1. Never touch the OPC roller (Organic Photoconductive roller or "drum") with your fingers because the finger prints you leave can cause toner to stick to the drum's surface, and screw up your prints.    Whenever you work on a toner cartridge, you should be wearing latex or vinyl gloves.  And, don't use any cleaning chemicals like detergents.  The best thing to clean with is a clean, dry cloth and/or compressed air.  But, you can also use isopropyl alcohol to clean any of the rollers or wipers.  (In fact, I use isopropyl alcohol to clean the mylar wiper blades, and it works very well.)    Isopropyl alcohol comes in both 70% and 99% concentrations.  Buy the 99% stuff from any pharmacy.

2. The supply hopper has a magnetic roller going through it.  It is driven by a gear at one end and is charged to about 600 volts of static electricity at the other end.  It turns out that both ends of the magnetic roller have a "D" shaped cross section instead of being round (or at least that's the case in the Canon X25 cartridge).  I had some trouble getting the end cap back onto the supply hopper, but it was only because the "D" shape of the magnetic roller end wasn't lined up with the "D" shape of the hole it was supposed to go through.  They don't make that point clear in Oasis' instructions.
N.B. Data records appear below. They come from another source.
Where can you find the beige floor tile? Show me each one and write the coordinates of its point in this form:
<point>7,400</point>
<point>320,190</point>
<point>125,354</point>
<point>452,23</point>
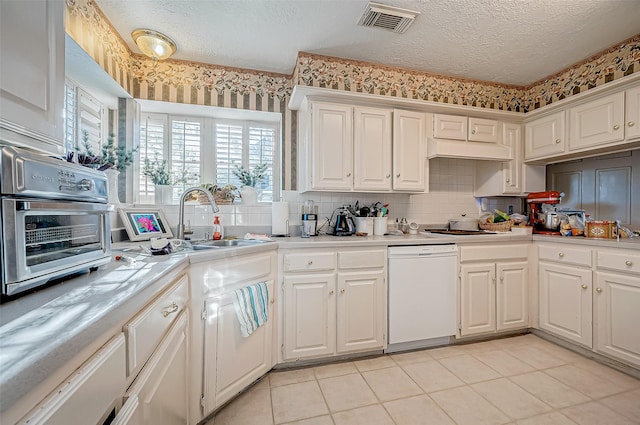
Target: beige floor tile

3. When I first tested the first cartridge I rebuilt, paper wouldn't go through it, and I got a message reporting a paper jam.  Actually, what the problem was is that I didn't lubricate the wiper blade that wipes excess toner off of the OPC roller.  Without that lubrication, the OPC roller won't turn, and the entire cartridge will behave like all the moving parts inside it are seized.  The way to lubricate that wiper blade is to simply save some of the unused toner from the supply hopper.  Fold a piece of paper in half lengthwise and deposit a bit of that unused toner into the crease.  Now, run the wiper's mylar blade back and forth over the toner to get a generous amount of toner on it, and then install it in the waste hopper.  Then, after putting the other parts in the waste hopper, rotate the OPC by the gear at it's end to make sure it's rotating freely despite the mylar wiper pressing against it.

     The OPC drum will be easy to recognize because it'll be either red, blue or green.  It's the most sensitive part in the cartridge.  You don't want to touch it with your fingers or scratch it's surface.  NEVER expose it to direct sunlight or UV light.  Keep it in the dark whenever possible.  You won't ruin the OPC by exposing it to fluorescent or incandescent light for a few minutes, but if you leave it out for a week or two, it'll be toast.  They sell special chemicals to clean this roller, but you should be able to get everything off of it with a soft dry rag, compressed air, or if necessary, a rag dampened with isopropyl alcohol.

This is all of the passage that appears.